The Otto Loewi Award
The Otto Loewi Award is a prestigious award for neuroscience research in Austria provided biannually by the Austrian Neuroscience Association (ANA). It is named after the Austrian-American Pharmacologist and Physiologist Otto Loewi, who was awarded the Nobel Prize for Physiology in 1936 for the discovery of chemical neurotransmission.
The aim of Otto Loewi Award is the promotion of neuroscience research in Austria by awarding this prize for outstanding scientific contributions in an active field of neuroscience. The particular intention is to honor research achieved in Austria. The awared is offered biannually.
In 2019 the Otto-Loewi-Award is endowed with € 5.300,- sponsored by the Peter und Traudl Engelhorn-Stiftung
Neuroscientists working (or having worked) in Austria who are not older than 40 years have been invited to apply for the Otto-Loewi-Award. The proposals are reviewed and decided on by a prize committee consisting of five qualified proponents chaired by the president of the ANA. The awards are presented during the biannual ANA Meetings.
is awarded by a committee consisting of 5 persons:
The award committee may solicit reviews from experts. Decisions consider the recommendations written down in the San Francisco Declaration
Otto Loewi Awardee 2019
The 2019 Otto Loewi Prize of the Austrian Neuroscience Association goes to Roman Romanov.
Dr. Romanov is Research Assistant at the Department of Molecular Neurosciences of the Center for Brain Research, Medical University of Vienna.
The prize is named after the Nobel Laureate Otto Loewi, a German-born pharmacologist who was Professor in Graz until 1938, when he was forced to leave the country. The charitable Peter and Traudl Engelhorn sponsored the 2019 prize.
Award Committee: Sigismund Huck (ANA President), Wulf Haubensak (IMP, Vienna), Thomas Klausberger (CBR, Medical University Vienna), Eric Hosy (Bordeaux Neurocampus, Université de Bordeaux, France), Michael Freissmuth (Center for Physiology and Pharmacology, Medical University Vienna).
Roman Romanov, Center for Brain Research, Medical University of Vienna, with ANA President Sigismund Huck and Michael Freissmuth, representing the Peter and Traudl Engelhorn Stiftung.

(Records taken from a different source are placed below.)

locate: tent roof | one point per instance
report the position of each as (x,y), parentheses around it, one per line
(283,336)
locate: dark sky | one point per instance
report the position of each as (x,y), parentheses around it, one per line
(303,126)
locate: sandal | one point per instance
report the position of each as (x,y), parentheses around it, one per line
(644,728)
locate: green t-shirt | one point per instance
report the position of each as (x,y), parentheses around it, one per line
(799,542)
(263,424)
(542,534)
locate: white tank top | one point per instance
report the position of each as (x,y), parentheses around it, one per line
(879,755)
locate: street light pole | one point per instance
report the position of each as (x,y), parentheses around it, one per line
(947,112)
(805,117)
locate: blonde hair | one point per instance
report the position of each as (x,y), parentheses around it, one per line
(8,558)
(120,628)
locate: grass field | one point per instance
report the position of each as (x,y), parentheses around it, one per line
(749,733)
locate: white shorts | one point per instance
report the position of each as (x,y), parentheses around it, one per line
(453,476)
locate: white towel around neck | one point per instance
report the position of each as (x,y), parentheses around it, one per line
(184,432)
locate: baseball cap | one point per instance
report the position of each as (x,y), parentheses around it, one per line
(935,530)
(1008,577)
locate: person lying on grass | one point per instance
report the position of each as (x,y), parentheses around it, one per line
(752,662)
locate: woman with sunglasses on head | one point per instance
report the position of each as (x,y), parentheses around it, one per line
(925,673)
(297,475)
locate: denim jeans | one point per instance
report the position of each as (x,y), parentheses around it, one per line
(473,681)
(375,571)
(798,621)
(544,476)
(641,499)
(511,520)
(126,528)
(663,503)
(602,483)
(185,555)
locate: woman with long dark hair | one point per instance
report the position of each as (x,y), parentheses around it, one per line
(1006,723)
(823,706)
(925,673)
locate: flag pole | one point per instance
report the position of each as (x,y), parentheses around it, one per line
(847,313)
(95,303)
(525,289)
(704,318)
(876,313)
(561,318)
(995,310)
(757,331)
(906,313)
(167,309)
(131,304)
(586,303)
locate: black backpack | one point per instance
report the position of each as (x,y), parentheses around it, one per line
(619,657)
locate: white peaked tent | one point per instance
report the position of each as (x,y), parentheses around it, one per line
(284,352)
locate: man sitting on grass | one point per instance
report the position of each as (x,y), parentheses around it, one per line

This is how Roman Romanov describes his current research interests: I am focussing on unraveling the molecular and cellular organization of the hypothalamus, a brain region critical for the orchestration of the most fundamental physiological needs, including food intake, sleep and reproduction. Furthermore, through the hypothalamic-pituitary-adrenal axis, the hypothalamus is centrally involved in the response to stress, a precipitating factor for the development of severe and highly prevalent psychiatric disorders, including depression. Thus, enhancing our understanding of the cellular and molecular mechanisms underlying hypothalamic function may be essential for the development of new preventive and therapeutic strategies for some of the most relevant public health concerns of our times.
Otto Loewi Awardee 2017
The 2017 Otto Loewi Price of the Austrian Neuroscience Association goes to Ruth Drdla-Schutting.
Dr. Drdla-Schutting is Associate Professor at the Center for Brain Research, Medical University of Vienna. Her particular interest are mechanisms of pain in the spinal cord in general and of pathological pain in particular.
Award committee: Ludwig Aigner (ANA President), Monica Di Luca (University of Milan), Michael Hausser (University College London), Christian Humpel (University of Innsbruck), Kristin Tessmar-Raible (Max Perutz Laboratories, Uni Vienna).
Center for Brain Research, Medical University of Vienna, with ANA President Ludwig Aigner
PhD 2008, Medical University of Vienna
Main research topic
Synaptic long-term potentiation at synapses in the superficial spinal cord dorsal horn is a mechanism thought to underlie the transition of acute to chronic pain. It can be induced by strong noxious stimuli such as inflammation or trauma, or upon withdrawal of opioids. I am investigating the mechanisms of induction, maintenance and reversal of this form of synaptic plasticity in the nociceptive system. My current work is focused on the role of glial cells and the effects of neuron-glial interactions on synaptic transmission and plasticity at synapses in the superficial layers of the spinal cord dorsal horn.